Andrej Dujella had earned his BSc and MSc in mathematics at the University of Zagreb, and received his PhD degree from the same university in 1996. Following his graduation from UZ, he started at the bottom of the university hierarchy to be finally appointed a full professor in 2004. In 2012, he was admitted to the Croatian Academy of Sciences and Arts as a regular member, where he has participated in the work of the Presidency of the Academy since 2015.

The chief areas of research for Professor Dujella include number theory, with special emphasis on diophantine equations and their application in cryptography. He has written 100 scientific publications, mostly in prestigious international periodicals. One of the natural applications of diophantine equations is the construction of elliptic curves of given torsion groups. Professor Dujella currently holds world records in several related categories. He has also achieved significant results in the field of cryptography, too. He has worked out an algorithm for breaking the RSA (Rivest-Shamir-Adleman) cryptosystem, one of the most widely used practical public-key algorithms, by choosing certain parameters.

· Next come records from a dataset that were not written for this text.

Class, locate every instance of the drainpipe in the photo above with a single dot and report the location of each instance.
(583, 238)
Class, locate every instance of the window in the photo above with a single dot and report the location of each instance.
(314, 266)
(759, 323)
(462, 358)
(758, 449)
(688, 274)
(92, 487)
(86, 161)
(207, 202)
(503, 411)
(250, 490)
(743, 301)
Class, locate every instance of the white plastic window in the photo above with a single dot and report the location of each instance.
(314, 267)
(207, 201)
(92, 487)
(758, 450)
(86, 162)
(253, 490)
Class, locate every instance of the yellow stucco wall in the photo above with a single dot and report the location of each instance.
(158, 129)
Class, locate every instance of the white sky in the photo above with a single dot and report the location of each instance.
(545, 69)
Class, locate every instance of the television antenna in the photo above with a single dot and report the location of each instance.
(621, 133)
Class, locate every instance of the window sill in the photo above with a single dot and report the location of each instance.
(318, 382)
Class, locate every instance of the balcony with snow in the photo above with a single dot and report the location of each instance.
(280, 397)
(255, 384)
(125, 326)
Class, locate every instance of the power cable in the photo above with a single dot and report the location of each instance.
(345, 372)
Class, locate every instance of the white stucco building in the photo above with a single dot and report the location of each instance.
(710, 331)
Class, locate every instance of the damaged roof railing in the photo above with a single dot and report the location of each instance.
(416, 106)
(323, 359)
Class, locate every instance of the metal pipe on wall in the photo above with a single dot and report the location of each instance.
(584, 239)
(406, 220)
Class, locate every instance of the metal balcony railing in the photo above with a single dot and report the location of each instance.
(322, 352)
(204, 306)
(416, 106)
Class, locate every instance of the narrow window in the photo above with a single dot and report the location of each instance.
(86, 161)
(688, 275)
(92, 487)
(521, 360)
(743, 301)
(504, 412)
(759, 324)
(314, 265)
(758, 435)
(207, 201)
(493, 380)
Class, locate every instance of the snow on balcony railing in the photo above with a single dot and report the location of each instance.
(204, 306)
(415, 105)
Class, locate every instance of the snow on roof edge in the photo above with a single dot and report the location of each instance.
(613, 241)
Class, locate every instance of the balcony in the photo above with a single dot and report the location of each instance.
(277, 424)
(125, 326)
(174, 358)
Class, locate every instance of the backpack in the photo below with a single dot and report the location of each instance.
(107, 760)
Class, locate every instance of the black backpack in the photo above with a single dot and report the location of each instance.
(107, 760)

Professor Dujella met Attila Pethő, the Founding Dean of the Faculty of Informatics, at a conference in Graz, which was held in 1996, following which he was invited to give a talk at the University of Debrecen the same year. During the course of the past twenty years, the two of them have co-authored three academic papers, the first one of which has been cited more than a hundred times. They have acted as lead experts in two joint Hungarian-Croatian projects, and hosted a workshop called Hungarian-Croatian Workshop on Mathematics and Informatics in Debrecen in the year 2005. Several other participants from Debrecen and Zagreb have joined their research projects since. So far, Andrej Dujella has co-authored articles and papers together with as many as eight Hungarian researchers, including the outstanding representatives of the number theory school at the University of Debrecen Attila Bérczes, Lajos Hajdu, Kálmán Győry, ÁkosPintér, Szabolcs Tengely and Márton Szikszai. He is a regular participant at conferences on number theory held in Hungary.


In his talk “Applications of Diophantine approximations algorithms in cryptanalysis of RSA,” he presented how an encryption algorithm used widely on the Internet could be made safer. The efficiency of RSA is based on the fact that the multiplication of two large random prime numbers is rather difficult to break down into factors. However, among certain circumstances, and in the presence of certain conditions, it is still possible. The professor from UZ identified and analyzed these conditions in his presentation, and he also discussed how the parameters of an encryption key need to be specified in the case of limited capacity instruments so as to make sure that the encrypted message should not be breakable.